Die Schuldenregel in Paragraf 115 des Grundgesetzes besagt, dass der Staat im Regelfall nicht viel mehr Geld ausgeben darf, als er einnimmt. Abhängig von der Wirtschaftslage ist nur eine geringe Neuverschuldung erlaubt. Das soll sicherstellen, dass der Staatshaushalt tragfähig bleibt und auch, dass keine zu hohen Lasten an künftige Generationen weitergegeben werden.
Die „Wirtschaftsweisen“ haben simuliert, wie sich die Schuldenquote in den nächsten Jahrzehnten entwickeln wird, wenn an der Regelung nichts geändert wird. Das Ergebnis: Selbst wenn der Bund seine Möglichkeiten zur Schuldenaufnahme immer voll ausschöpft und es zusätzlich regelmäßig Notlagen mit höheren Krediten gibt, sinkt die Quote. Und zwar so stark, dass sie im Jahr 2070 deutlich unter dem Maastricht-Kriterium von 60 Prozent des Bruttoinlandsprodukts liegt.
Deutschland hätte dann womöglich gespart, obwohl man das Geld gut hätte einsetzen können. Die Schuldenregel sei unnötig restriktiv, meint Schnitzer deshalb. „Wir müssen nicht so restriktiv sein, um unsere Schuldentragfähigkeit zu sichern.“
Auch aktuell sinkt die Schuldenquote laut Finanzminister Christian Lindner. Nach einem Corona-Hoch im Jahr 2021 von 69 Prozent des BIP erwartet der FDP-Politiker für dieses Jahr rund 64 Prozent.
Ansatzpunkt 1: Übergangsregel nach einer Notlage
Die Vorsitzende der „Wirtschaftsweisen“ sieht drei Konstruktionsschwächen der Schuldenregel. Bisher gebe es etwa keine Übergangsregel für die Zeit nach einer Notlage mit hoher Kreditaufnahme. „Natürlich kann man für das Folgejahr wieder eine Notsituation erklären, das wird mit jedem Jahr aber schwieriger zu argumentieren“, sagte sie. Für die Wirtschaft sei eine solche Unsicherheit heikel, weil sie sich nicht auf zugesagte Unterstützung verlassen könne.

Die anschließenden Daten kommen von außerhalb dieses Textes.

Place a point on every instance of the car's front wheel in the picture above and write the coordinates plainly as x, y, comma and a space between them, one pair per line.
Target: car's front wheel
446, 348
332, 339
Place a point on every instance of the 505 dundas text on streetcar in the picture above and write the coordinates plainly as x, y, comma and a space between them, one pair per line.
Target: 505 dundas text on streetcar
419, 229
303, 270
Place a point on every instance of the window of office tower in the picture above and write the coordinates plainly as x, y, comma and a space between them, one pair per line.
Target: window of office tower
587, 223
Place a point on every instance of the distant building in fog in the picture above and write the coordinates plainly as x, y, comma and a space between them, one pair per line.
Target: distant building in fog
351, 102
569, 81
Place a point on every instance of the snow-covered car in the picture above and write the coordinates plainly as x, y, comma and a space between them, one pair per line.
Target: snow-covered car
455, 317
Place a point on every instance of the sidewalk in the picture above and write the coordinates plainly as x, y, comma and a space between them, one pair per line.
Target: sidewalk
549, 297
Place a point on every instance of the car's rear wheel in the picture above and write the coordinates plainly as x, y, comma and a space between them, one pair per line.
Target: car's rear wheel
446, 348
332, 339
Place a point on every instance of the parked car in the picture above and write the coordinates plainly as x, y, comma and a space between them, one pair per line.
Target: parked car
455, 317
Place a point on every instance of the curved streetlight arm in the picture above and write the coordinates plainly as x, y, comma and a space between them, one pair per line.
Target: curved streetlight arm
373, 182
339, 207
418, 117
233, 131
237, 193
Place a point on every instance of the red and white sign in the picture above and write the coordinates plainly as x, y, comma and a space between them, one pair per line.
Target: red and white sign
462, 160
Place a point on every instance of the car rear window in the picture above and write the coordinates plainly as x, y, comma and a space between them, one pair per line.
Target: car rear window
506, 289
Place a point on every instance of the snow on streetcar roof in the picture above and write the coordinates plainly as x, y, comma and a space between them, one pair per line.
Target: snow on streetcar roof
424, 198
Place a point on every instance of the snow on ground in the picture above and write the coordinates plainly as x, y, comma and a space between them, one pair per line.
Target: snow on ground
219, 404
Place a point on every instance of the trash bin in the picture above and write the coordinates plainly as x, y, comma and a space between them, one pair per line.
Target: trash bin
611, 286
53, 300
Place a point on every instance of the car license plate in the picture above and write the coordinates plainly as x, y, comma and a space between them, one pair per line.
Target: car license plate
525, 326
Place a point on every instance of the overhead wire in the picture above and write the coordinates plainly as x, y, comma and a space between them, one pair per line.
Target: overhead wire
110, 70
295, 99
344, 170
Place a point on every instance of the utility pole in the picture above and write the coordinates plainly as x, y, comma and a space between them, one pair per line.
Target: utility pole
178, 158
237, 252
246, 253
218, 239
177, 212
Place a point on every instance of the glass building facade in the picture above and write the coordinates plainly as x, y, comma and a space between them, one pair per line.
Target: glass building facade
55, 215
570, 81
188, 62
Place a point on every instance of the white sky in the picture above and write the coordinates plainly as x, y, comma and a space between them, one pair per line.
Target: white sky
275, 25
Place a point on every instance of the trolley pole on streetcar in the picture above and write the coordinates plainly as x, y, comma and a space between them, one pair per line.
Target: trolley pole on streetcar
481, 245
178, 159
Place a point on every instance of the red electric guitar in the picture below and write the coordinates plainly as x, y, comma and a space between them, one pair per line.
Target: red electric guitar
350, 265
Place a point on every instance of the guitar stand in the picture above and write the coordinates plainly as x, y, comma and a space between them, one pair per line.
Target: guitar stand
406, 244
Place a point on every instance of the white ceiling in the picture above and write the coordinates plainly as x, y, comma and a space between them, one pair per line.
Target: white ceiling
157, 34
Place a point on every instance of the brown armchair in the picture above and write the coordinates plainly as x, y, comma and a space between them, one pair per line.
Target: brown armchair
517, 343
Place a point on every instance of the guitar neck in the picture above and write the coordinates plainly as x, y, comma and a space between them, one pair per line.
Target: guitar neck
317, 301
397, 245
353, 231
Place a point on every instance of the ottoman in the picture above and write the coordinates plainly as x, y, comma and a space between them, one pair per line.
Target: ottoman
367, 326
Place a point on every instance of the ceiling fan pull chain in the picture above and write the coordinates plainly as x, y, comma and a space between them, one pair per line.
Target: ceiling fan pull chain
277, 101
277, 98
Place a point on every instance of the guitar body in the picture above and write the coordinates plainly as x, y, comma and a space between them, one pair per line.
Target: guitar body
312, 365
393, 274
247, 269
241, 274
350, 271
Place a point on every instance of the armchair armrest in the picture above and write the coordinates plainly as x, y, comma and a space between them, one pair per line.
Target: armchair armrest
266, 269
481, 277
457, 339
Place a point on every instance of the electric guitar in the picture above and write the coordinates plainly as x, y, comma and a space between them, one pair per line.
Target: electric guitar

Die „Wirtschaftsweisen“ schlagen deshalb vor, dass die Kreditaufnahme nach einer Notsituation schrittweise zurückgefahren wird: „Man könnte das strukturelle Defizit jährlich um 0,5 Prozentpunkte reduzieren, wie es in der EU vorgesehen ist. Oder man fährt es über drei Jahr linear herunter.“
Ansatzpunkt 2: Flexiblere und höhere Verschuldungsgrenze
Der zweite Reformansatz betrifft die Verschuldungsgrenze von aktuell 0,35 Prozent der Wirtschaftsleistung. „Die ist unnötig gering“, sagte Schnitzer. Der Spielraum könne in Abhängigkeit von der Schuldenquote erhöht werden: auf 1,0 Prozent bei einer Schuldenquote unter der Maastricht-Grenze, auf 0,5 Prozent bei einer Schuldenquote von über 60 Prozent – und auf 0,35 Prozent bei einer Schuldenquote von 90 Prozent oder mehr.
„Eine Übergangsregel und höhere Defizitgrenzen würden dafür sorgen, dass die Schuldenquote nicht mehr so stark, aber weiter stetig abnimmt. Das ist noch immer sehr gut mit Schuldentragfähigkeit vereinbar und erweitert doch etwas den Spielraum“, sagte Schnitzer. Pro Jahr würde das der Bundesregierung nach Rechnung der Sachverständigen einen Kreditspielraum von 36 Milliarden Euro bringen – zumindest bei einer Schuldenquote unter 60 Prozent. Reißt Deutschland die Maastricht-Kriterien, wären es immer noch rund 18 Milliarden.
Ansatzpunkt 3: Die Konjunkturkomponente
Wie viele Schulden der Bund machen darf, wird auch von einer Konjunkturkomponente beeinflusst. Stark vereinfacht gilt: Je schlechter die Wirtschaftslage, desto höhere Kredite sind erlaubt. Das Problem ist, dass das auf Prognosen beruht – denn zu Beginn des Jahres ist die wirtschaftliche Entwicklung unbekannt.